I am most interested in the problem of how to best approximate a truthful picture of my reputation, and that is probably the hardest part. There is no way around it, but that it has to be assembled from what other people think, not from what *I* think. Maybe there are automated algorithms that can help constuct it from incidental information, but I feel strongly that it has to mainly be from a record of personal relations and transactions, not from a frozen public records, automatic logs of my behavior, or from titles and memberships I hold. What is important is that there are some actual, real people who trust me, and that they themselves are trustworthy. Not whether I wen't bankrupt 10 years ago, or whether I visited a lot of pornographic websites last year, or whether I'm a Rotarian and a Ph.D. In some contexts those things are important, but as a universal index of my character, they're flawed.
I know a person who killed somebody else in a fight and who spent years in prison for it. He is now one of the warmest and most trustworthy people I can think of, and I wouldn't hesitate to trust him with my life. I'm sure he has many friends who would vouch for him, but he's a very low-key person.

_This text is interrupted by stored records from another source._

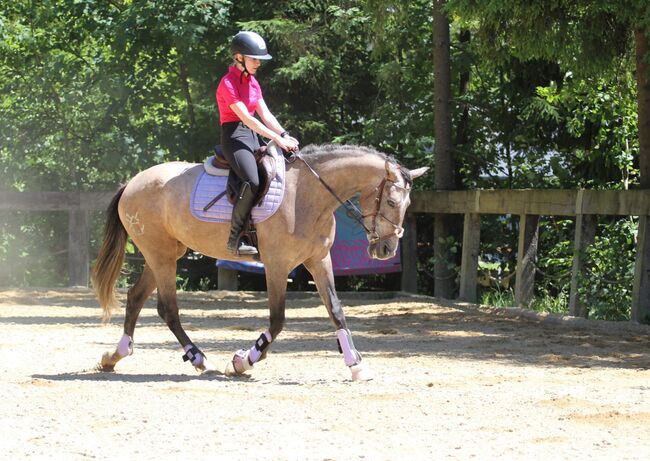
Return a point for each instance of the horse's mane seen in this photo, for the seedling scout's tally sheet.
(323, 151)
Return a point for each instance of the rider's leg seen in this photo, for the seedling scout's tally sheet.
(239, 143)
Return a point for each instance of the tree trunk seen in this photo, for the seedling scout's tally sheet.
(641, 288)
(643, 101)
(185, 85)
(444, 173)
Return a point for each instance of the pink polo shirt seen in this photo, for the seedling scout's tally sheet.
(234, 88)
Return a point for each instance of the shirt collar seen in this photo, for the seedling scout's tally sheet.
(236, 72)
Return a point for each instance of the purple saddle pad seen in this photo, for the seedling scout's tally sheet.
(207, 187)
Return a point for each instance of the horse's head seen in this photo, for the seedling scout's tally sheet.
(388, 202)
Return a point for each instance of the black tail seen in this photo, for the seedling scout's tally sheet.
(110, 259)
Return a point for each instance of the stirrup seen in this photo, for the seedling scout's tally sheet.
(244, 249)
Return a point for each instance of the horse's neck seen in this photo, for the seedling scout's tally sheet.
(347, 174)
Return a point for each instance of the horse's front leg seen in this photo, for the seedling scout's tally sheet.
(276, 285)
(321, 271)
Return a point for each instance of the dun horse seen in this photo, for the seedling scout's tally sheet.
(153, 208)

I knew somebody else who killed another person in stupidity, but didn't go to prison, as he was a minor at the time. He was still a volatile person many years later, and I would not turn my back with him in the room. He had no friends, and it would be hard to find anybody who could say anything about him.

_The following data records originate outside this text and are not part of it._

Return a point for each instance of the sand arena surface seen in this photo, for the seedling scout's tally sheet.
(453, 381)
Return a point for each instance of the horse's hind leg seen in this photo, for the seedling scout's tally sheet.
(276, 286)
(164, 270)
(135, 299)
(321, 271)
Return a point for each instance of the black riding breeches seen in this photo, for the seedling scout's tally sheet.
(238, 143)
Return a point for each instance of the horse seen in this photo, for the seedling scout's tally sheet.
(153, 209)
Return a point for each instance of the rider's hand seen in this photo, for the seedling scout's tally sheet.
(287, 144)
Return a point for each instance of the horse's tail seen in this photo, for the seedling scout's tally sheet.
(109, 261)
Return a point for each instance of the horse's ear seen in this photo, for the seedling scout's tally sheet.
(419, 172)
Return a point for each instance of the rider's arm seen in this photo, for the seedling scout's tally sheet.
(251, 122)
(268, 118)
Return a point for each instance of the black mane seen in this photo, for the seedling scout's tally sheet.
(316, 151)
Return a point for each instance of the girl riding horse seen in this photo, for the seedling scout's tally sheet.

I knew somebody who was rich, and a respected leader for many people, who would probably have many people around who would vouch for what a stellar person he is, because they depend on him for making a living. His credit record is impeccable and he probably has no criminal record. But I think he wouldn't hesitate long to pay for having somebody else killed if they crossed him in a business deal.
Public records and credit reports would point me towards staying away from the first person, would probably tell me nothing about the second, and would tell me that the third would be somebody to get to know. If we went by testimonials from other people, the third would have the most, because he's known and admired by more people. The first person would have some, and the 2nd would have none.
So, a task is how to organize a system of personal relations and reputation, without having it be affected by peer pressure or large amounts of money. And it needs to remain current, so that we're talking about the situation now, not 20 years ago. People change.